One thing many gym goers don’t pay sufficient attention to is their pre-workout food. However, before you hit the treadmill or the weights, it’s important that you fuel your body properly and provide it with plenty of energy.

So, with this in mind, Fit Hire has put together a list of the most popular pre-gym snacks:

Wholemeal bread, bananas and peanut butter
To get the energy you need you’re going to want to eat carbs – all types of carbs. Wholemeal toast and fruit will supply your body with everything it needs. What’s more, it’s delicious!

Vegetables and hummus
Carrots or cucumbers are great to dip into a pot of hummus.
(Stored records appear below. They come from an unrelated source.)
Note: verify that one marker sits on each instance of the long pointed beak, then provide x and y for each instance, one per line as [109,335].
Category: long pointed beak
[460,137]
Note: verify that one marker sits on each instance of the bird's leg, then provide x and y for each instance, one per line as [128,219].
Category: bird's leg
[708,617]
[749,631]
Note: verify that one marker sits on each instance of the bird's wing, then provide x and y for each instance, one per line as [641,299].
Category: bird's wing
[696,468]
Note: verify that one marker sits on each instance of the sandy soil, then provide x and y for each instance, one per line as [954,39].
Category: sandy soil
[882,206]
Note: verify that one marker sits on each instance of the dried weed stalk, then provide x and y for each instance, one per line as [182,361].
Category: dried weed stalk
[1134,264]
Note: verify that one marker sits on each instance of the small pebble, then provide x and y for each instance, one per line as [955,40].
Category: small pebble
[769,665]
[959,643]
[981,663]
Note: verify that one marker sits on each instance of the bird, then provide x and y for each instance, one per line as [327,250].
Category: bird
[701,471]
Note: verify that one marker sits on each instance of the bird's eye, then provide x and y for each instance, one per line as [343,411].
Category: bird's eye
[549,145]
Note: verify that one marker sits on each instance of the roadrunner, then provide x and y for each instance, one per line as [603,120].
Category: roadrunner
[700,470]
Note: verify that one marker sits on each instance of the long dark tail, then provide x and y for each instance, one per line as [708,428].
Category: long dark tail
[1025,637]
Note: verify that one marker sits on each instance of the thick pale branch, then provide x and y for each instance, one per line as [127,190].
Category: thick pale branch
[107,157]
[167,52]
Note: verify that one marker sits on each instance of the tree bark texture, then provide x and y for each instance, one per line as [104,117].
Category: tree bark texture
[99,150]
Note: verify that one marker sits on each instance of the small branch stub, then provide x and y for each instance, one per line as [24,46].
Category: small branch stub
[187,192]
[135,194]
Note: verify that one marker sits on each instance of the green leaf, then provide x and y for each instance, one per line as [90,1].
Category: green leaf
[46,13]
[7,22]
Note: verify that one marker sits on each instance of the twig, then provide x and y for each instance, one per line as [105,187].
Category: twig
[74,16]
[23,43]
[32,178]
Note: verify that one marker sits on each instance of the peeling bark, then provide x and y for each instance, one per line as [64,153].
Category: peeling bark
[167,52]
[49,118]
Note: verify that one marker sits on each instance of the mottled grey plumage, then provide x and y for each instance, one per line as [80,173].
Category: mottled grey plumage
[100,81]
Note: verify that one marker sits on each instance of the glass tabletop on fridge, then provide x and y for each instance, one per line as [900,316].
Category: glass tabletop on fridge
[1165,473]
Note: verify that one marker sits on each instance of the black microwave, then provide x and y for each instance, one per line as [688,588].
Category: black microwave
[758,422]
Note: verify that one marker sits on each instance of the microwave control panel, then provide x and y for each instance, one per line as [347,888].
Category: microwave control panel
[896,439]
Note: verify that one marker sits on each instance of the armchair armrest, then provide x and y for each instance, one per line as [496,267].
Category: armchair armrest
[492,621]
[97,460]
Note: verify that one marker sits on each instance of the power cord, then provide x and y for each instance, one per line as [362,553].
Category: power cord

The great thing about this snack is that takes next to no time to prepare. So, next time you’re heading out to the shops, throw a few carrots and some hummus in your bag for your gym session. Don’t like hummus? Try Greek yoghurt instead.

Trail mix
The ultimate in quick snacks; a trail mix will give you energy to exercise for hours. Be wary though – some of the trail mixes sold in stores can be heavy in their salt content. That’s not so good!

Hardboiled egg on toast
If you’re looking for a savoury snack, then boil some eggs, put bread in the toaster and wait 10 minutes. It’s sure to give you the energy you need.

Fruit and yoghurt
Probably the most popular choice on our list; fresh, sliced fruit in yoghurt is popular with anyone. It tastes great and gives you the energy you need to train. What more could you want from a snack?

Cereal and milk
Your breakfast actually has a perfect mix of carbs and proteins and is therefore an excellent pre-workout meal. One word of warning - try to avoid cereals with sugar listed as an ingredient.

One thing to bear in mind is that these snacks represent meals that should be eaten at least an hour before you start training. You don’t want to be working out with masses of un-digested food sitting in your stomach. During your workout, stick to drinks, shakes or maybe a banana.